Lauren Groff: The Books in My Life
On Which Books Unhealthily Reset Her Brain and Drive Her to Netflix
The paperback edition of Lauren Groff’s National Book Award Finalist Fates and Furies is now available.
What was the first book you fell in love with ?
I should probably say something beautiful or classic, like The Phantom Tollbooth, or The Secret Garden or Little Women, but the truth is that I discovered Jean M. Auel’s Clan of the Cave-Bear in third grade on my parents’ bookshelf, and it reset my brain in ways that are probably very unhealthy.
Some small part of me still wants to be Ayla, with her survival skills and slingshot and sexy bearded sidekick Jondalar.
Name a classic you feel guilty about never having read?
I can’t, for the life of me, make it through The Master and Margarita by Mikhail Bulgakov. Maybe it’s the translation I’m using. Maybe I’m just not ready for it. But I’ve tried five times, and five times I wander off in the middle to watch some terrible movie on Netflix.
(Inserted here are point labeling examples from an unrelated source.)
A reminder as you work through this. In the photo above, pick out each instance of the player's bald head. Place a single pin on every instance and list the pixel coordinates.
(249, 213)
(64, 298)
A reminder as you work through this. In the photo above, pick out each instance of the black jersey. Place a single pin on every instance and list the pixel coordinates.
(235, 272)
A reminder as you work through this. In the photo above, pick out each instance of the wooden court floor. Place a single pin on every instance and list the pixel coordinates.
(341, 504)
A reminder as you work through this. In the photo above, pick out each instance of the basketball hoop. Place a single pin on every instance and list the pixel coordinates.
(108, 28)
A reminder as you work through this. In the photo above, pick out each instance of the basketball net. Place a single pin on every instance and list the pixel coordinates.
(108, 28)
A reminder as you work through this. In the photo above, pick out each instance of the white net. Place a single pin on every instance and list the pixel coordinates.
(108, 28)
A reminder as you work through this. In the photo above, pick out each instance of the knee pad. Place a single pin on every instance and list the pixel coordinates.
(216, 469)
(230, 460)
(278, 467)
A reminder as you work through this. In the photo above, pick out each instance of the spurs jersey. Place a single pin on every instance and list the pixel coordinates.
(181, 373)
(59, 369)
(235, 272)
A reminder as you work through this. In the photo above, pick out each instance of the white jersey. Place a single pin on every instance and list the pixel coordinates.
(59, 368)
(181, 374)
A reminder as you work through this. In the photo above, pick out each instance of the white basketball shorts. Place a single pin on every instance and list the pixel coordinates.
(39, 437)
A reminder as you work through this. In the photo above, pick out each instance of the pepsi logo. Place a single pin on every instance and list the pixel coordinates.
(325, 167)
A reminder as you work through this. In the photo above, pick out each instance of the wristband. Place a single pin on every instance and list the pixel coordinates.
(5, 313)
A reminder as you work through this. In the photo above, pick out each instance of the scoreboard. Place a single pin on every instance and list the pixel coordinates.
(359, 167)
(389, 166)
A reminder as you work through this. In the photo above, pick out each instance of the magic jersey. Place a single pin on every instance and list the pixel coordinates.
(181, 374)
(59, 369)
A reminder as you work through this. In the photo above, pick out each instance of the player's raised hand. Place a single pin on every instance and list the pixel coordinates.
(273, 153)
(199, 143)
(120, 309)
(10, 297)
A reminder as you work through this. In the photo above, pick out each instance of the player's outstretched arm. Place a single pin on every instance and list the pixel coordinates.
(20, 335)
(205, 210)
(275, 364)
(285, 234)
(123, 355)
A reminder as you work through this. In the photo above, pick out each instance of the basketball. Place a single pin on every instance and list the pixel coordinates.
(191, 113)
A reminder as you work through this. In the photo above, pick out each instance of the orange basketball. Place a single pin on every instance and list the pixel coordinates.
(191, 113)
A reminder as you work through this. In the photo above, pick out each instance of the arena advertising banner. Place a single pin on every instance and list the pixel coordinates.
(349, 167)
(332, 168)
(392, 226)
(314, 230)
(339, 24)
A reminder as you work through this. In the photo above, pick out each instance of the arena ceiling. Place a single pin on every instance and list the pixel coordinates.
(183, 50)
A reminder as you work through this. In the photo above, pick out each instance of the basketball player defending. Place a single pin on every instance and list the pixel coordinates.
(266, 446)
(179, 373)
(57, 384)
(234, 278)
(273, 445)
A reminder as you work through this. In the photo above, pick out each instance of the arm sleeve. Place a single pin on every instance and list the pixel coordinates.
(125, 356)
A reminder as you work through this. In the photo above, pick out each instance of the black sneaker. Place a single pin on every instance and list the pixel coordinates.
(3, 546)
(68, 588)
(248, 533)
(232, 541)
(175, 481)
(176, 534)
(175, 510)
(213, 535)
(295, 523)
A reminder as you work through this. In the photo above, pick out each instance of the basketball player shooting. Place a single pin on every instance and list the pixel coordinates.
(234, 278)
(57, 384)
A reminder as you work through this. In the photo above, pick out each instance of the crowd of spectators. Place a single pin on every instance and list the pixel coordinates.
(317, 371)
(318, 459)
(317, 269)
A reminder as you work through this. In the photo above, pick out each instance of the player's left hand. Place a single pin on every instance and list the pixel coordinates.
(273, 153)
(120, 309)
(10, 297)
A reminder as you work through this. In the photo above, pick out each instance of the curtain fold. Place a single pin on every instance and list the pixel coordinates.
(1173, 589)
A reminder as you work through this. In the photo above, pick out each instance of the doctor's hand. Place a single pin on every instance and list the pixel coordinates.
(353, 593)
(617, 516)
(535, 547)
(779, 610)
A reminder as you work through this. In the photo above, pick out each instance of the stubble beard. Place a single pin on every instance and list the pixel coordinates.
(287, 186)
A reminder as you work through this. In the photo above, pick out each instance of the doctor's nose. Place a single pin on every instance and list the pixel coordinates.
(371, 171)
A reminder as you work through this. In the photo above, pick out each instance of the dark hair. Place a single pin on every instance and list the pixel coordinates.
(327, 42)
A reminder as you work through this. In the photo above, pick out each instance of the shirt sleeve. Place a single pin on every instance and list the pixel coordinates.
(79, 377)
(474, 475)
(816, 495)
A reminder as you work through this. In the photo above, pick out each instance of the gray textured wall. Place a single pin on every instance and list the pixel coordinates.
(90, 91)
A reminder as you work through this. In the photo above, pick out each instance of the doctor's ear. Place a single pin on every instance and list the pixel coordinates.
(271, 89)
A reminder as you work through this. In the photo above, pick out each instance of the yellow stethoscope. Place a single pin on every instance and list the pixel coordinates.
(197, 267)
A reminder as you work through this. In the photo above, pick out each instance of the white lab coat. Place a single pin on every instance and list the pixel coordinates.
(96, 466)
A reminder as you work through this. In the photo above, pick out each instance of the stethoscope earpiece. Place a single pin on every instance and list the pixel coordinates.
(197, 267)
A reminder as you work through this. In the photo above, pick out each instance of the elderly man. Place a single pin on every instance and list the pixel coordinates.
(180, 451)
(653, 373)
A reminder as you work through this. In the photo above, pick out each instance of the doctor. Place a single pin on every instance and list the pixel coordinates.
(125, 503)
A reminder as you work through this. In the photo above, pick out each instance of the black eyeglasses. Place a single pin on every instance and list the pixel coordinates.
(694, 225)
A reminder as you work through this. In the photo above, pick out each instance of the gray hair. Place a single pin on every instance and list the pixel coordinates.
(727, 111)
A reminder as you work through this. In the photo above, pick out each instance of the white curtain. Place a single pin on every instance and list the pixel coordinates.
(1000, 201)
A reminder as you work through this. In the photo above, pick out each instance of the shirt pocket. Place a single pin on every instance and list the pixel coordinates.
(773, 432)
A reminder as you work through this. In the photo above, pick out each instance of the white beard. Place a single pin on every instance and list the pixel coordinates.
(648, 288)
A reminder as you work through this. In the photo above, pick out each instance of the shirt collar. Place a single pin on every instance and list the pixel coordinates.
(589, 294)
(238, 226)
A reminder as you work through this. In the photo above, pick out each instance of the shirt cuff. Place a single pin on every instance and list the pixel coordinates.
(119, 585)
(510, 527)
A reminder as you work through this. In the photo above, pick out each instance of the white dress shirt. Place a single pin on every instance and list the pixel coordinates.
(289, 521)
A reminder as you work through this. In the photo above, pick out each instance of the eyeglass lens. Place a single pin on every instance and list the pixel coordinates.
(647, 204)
What’s the book you reread the most (why)?
I reread Middlemarch once a year. I just want to live inside George Eliot’s warmth and wisdom for a little while.
Is there a book you wish you had written (why)?
I wish I’d written many books, including the Elena Ferrante Neapolitan novels, everything by Anne Carson and Alice Munro, Housekeeping by Marilynne Robinson, the hybrid books by Michael Ondaatje, William Maxwell’s novels, and so many other books that I’m panicking a little in the mental avalanche of them.
What’s the new book you’re most looking forward to?
Like the rest of the book-reading world, I’m itching to read Colson Whitehead’s The Underground Railroad, and Zadie Smith’s Swing Time.